June 16, 1976, popularly referred to as ‘Soweto Uprising’ this is the day that saw thousands of South African youth’s passion and frustration, fighting for what they believed in. June 16, 2014, popularly known as “Youth day” on this day young people squeeze themselves in uniforms, and of course find another excuse to binge drink.
This day, 38-years ago, saw bloodshed of a young Soweto boy Hector Pieterson as a result of police gunfire however he was one in many who were casualties of that dreadful day. The shootings in Soweto caused a massive uprising that eventually spread throughout South Africa.
The 1976 youth were in opposition of a decree issued by the Bantu Education Department, this is the very same decree that was imposing Afrikaans as a medium of instruction in half of the subjects in school. This was a struggle worth fighting for, otherwise we would not be able to ‘twang’.
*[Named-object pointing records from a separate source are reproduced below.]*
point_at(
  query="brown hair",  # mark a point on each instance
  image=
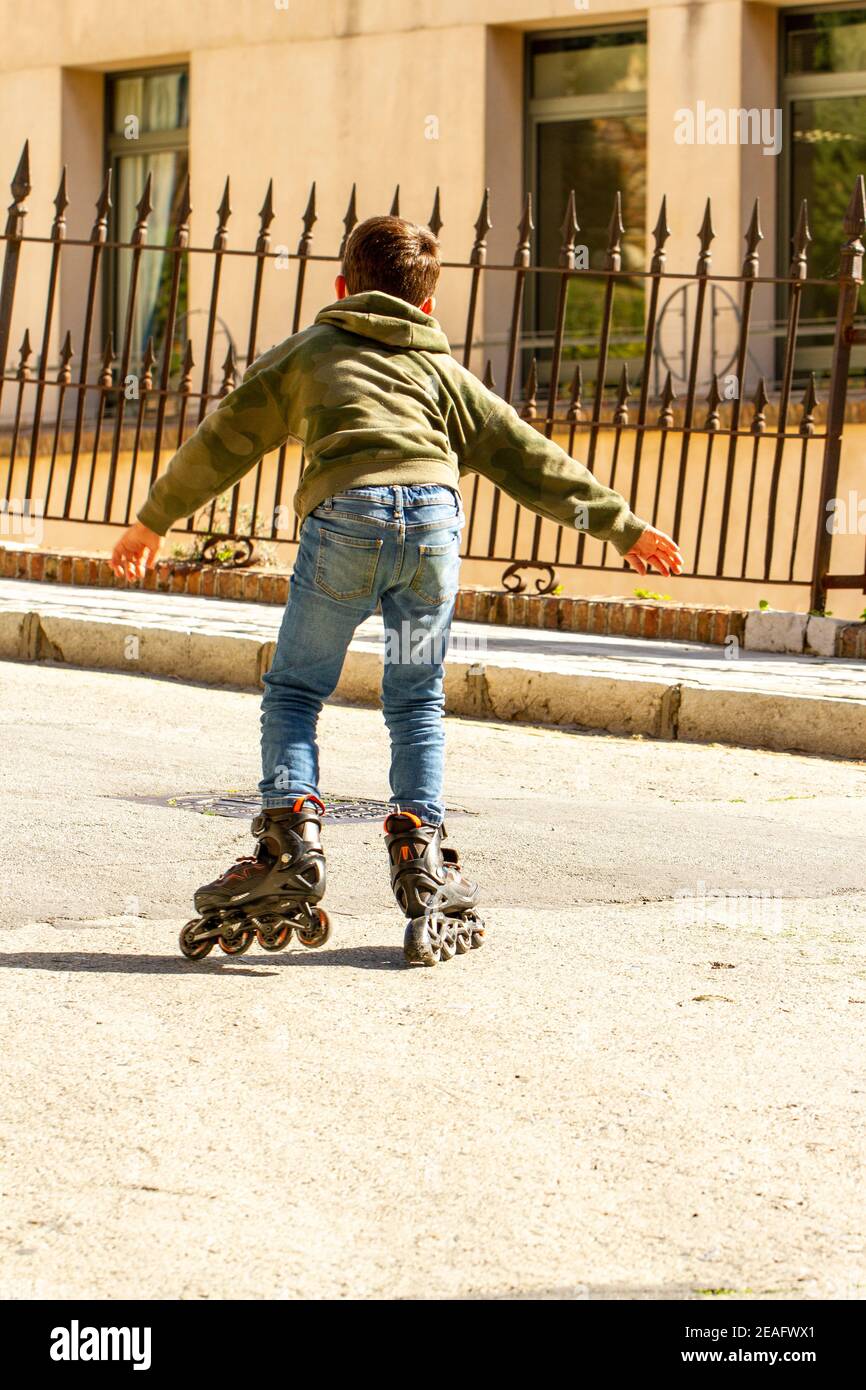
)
(394, 256)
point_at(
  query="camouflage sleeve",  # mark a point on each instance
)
(541, 476)
(228, 442)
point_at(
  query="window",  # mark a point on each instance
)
(148, 121)
(587, 129)
(824, 111)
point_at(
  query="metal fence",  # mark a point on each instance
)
(745, 481)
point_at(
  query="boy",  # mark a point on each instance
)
(387, 419)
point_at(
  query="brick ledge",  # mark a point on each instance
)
(598, 616)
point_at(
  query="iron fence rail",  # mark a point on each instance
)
(751, 480)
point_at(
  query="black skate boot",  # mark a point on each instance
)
(268, 894)
(431, 890)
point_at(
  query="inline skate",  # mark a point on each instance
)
(431, 890)
(267, 895)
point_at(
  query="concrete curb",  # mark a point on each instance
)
(755, 630)
(676, 709)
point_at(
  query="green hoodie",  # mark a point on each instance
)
(376, 398)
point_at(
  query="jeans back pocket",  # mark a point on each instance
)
(345, 565)
(435, 580)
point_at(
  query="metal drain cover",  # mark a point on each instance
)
(346, 811)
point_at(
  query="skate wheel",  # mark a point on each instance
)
(463, 938)
(238, 944)
(423, 941)
(316, 936)
(448, 937)
(192, 948)
(476, 930)
(274, 938)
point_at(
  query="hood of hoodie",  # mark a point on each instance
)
(387, 320)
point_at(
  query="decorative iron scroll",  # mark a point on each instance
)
(517, 585)
(243, 552)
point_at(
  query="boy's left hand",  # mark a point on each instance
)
(135, 552)
(655, 551)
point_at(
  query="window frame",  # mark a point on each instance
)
(793, 88)
(114, 146)
(544, 110)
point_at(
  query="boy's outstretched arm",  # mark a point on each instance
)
(228, 442)
(541, 476)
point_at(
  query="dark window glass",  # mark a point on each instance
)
(590, 66)
(829, 42)
(159, 100)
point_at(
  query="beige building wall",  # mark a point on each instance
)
(376, 92)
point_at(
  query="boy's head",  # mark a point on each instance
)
(394, 256)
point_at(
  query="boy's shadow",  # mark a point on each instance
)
(359, 958)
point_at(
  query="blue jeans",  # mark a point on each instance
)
(398, 546)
The youth of 2014 , are we even worth the page this is typed on? I humbly ask. Today ‘twanging’ is the ‘cool’ thing to do, but are we really understanding the gist of what this day is about? Writing about our generation I have more questions than good things to report. This English we think we know to the extent of laughing at someone who is not able to construct a sentence using proper grammar, are we acknowledging that people as young as 13-years-old like Hastings Ndlovu died for us to be here? Mbuyisa Makhubu (the guy pictured carrying a dying Hector Pieterson) is still missing to date, all of this in fighting apartheid.
It is really an injustice to compare the two generations but yes, I will be the first one to admit we do not have apartheid to fight (though that could still be open for debate, but its politics for another election year). Today’s generation faces a lot of adversities, some may say we have power over, such as HIV/AIDS epidemic, drug abuse and unemployment to mention but a few. More often than not we are regarded as the lost generation and this perception can only be changed by us.
Recognising and acknowledging the struggles facing us means we have won half the battle for denial remains an enemy to prosperity. If people like Tsietsi Mashinini and Barney Mokgatle could plan and lead a history making mass demonstration of this magnitude then it is surely within our power to effect change in the society we live in and keep their legacy alive.
THE STRUGGLE CONTINUES! ALUTA CONTINUA!